Quel est l’objet de la
psychanalyse ? Je vous propose de le résumer ainsi : C’est la
condition humaine comme une coprésence secualité/pensée. Théorie et pratique de
la coprésence sexualité-pensée, la psychanalyse est à mon sens la seule qui «
immanentise » radicalement ce que la métaphysique occidentale considère comme
une « transcendance », et du même geste elle la met en question.
Pourquoi ?
Freud repère et analyse cette
coprésence sexualité/langage dans :
-
L'aptitude des êtres humains
à produire du sens, à partir d'une certaine
maturation neurobiologique
-
Cet événement mythique que fut le refoulement de la pulsion par
meurtre-assimilation-identification avec le père.
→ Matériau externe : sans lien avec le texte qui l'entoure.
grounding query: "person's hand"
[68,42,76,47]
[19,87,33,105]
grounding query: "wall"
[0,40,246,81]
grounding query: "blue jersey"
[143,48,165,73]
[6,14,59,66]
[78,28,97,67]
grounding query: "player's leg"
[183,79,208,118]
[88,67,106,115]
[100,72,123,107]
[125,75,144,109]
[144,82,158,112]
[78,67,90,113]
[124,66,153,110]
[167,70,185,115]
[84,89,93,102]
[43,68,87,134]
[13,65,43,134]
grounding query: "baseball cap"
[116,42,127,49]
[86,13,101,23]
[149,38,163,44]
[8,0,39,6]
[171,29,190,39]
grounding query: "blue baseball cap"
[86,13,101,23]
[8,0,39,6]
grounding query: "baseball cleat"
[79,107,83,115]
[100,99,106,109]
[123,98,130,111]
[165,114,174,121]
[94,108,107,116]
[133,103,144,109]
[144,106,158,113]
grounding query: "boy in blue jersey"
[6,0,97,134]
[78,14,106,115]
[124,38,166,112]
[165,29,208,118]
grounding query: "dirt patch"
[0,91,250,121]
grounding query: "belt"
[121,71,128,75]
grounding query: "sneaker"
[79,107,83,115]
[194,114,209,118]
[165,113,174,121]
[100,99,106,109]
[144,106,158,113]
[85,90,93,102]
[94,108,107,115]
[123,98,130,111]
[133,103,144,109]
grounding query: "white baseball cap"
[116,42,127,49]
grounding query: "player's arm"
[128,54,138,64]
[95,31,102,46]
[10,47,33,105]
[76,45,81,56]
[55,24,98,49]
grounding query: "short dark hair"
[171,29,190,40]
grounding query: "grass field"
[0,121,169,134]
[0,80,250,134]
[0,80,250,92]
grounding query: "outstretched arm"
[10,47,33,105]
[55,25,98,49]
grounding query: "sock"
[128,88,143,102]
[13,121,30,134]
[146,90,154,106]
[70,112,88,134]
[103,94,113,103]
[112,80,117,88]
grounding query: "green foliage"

C’est ce que Freud appelle
une « höhere Wesen im Menschen (« Le moi et le Ça », 1923).
Cette « essence supérieure de
l'homme », consiste dans la capacité de moduler et modèler la poussée
énergétique des pulsions en une dynamique du
sens avec l'autre, dans laquelle s'inscrit la liberté risquée des sujets,
bordée de sado-masochisme et de sublimation.
Les religions apparaissent comme une
reconnaissance de cette « essence supérieure de l'homme » : de cette
capacité à faire du sens, qu'elles célèbrent dans le fantasme ou l’image d'une ou plusieurs Surpuissance(s) symbolique(s) aux
effets réels, que sont la ou les divinités, garantes et horizon du Sens. Cette reconnaissance
et reconstruction d’une capacité essentielle confère aux religions leur
fonction de vérité, par-delà la fascination consolatrice et malgré leurs abus
liberticides qu'elles procurent.
J’ai abordé dans cette
optique deux dynamiques psychiques, contitutives de l’être parlant,
pré-politiques et pré-religieuses : le besoin
de croire et le désir de savoir. Comment
s’y inscrit la valeur de la
sécularisation démocratique, de l’ « esprit européen », qu’est
la liberté ?
Quelle liberté ?
L'histoire tragique du XXe
siècle avec ses deux totalitarismes (le nazi et le stalinien, la Shoa et le
Goulag), mais aussi les symptômes de la société postmoderne (écroulement des
interdits ; généralisation de la sexualité sadomasochiste, de la délinquance et
du vandalisme, ainsi que des nouvelles maladies de l'âme : psychosomatoses,
toxicomanies, diffusion de la psychose dans les structures névrotiques, etc.)
laissent cependant entrevoir que c'est la dynamique
même de cette « essence supérieure de l’homme» qui est en crise.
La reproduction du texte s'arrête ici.